FIG. 6 is an example flow diagram illustrating an example process for determining an analytic responsive to a client request. This process may be performed, for example, by an analytic web service of an example Analytics Server Computing System. For example, an analytic web service 540 may invoke the routine of FIG. 6 to locate an analytic designated by client 502. In step 601, the routine determines the proper “version” that corresponds to the designated analytic. For example, an analytic having multiple versions may have been deployed by a statistician, only one of which corresponds to the actual client request. In step 602, the routine determines whether the proper version of the analytic is available in the local cache associated with the analytic web server and, if so, continues in step 603 to retrieve the determined version from the local cache, otherwise continues in step 604. In step 604, the routine retrieves the determined version of the designated analytic from the distributed cache, if it exists there, otherwise, the distributed cache updates itself to retrieve the proper version which it then returns. In step 605, the routine stores a copy of the retrieved analytic locally, so that the next request will likely find it in the local cache. In step 606, the routine calls the RunAnalytic communication designating the retrieved analytic and associated parameter values, and then ends. (In other embodiments, the routine may return an indication of the analytic to be run and let the calling routine perform the analytic run.)

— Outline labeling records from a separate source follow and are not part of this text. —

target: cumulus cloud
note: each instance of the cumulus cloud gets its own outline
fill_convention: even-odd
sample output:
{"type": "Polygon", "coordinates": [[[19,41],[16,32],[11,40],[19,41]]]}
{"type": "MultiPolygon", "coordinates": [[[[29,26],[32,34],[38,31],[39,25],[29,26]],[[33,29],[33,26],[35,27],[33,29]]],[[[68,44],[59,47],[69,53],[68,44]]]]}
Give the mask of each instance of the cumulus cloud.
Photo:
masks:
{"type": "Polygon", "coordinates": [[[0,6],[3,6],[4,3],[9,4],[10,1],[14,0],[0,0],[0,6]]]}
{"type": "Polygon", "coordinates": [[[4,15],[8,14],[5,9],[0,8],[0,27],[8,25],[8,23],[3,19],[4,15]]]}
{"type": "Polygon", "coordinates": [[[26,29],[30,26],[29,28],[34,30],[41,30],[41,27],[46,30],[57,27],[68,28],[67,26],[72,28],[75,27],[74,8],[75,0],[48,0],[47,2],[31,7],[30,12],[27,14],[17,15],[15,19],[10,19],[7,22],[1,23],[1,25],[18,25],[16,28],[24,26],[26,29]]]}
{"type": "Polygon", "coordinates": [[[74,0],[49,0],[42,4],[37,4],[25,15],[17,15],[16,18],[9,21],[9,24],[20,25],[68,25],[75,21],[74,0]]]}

As mentioned previously, many different clients for interacting with an example Analytics Server Computing System can be envisioned. In one embodiment, the ASCS is distributed with a test client to test, deploy, and manage analytics; a reporting client to generate reports from report templates which cause analytics to be run according to the mechanisms described thus far; and a reports management (web portal) interface for scheduling already existing report templates to be run as reports. These clients may attract different types of user with differing skills to use the ASCS.

FIGS. 7A-7B are example screen displays of a user interface for an example analytic test client for deploying, testing, publishing, and managing analytics to be used with an example Analytics Server Computing System. Other interfaces can of course be incorporated to deploy analytics. The main display screen 700 of the test client presents a user interface control 701 to choose a published analytic to run; a user interface control 702 to choose a draft (not yet published) analytic to run; and a user interface control 703 to deploy using button 704 a “zipped” (e.g., a compressed archive) package 703 containing an analytic and associated metadata using, for example, an analytic deployment web service. In addition, the test client user may select an edit deployments button 705 to edit the set of analytics already deployed that the user has authorization to edit.

FIG. 7B shows a test client screen display after selection of the edit deployments button 705. In particular, each of the analytics that the user can edit is shown in configuration table 711, which provides an interface to change the status of a designated analytic (for example, from “draft” to “deployed”) as well as to retire (e.g., delete from availability) a designated analytic. Once any modifications are completed, the user can select the submit button 712 to make any indicated changes effective.

A typical interface for a reporting client configured to produce reports that use analytics, such as provided using Insightful® Corporation's Dynamic Reporting Suite (“IDRS”), communicates with an Analytic Server Computing System to perform operations such as running a report, publishing a report, displaying a report, and scheduling a report.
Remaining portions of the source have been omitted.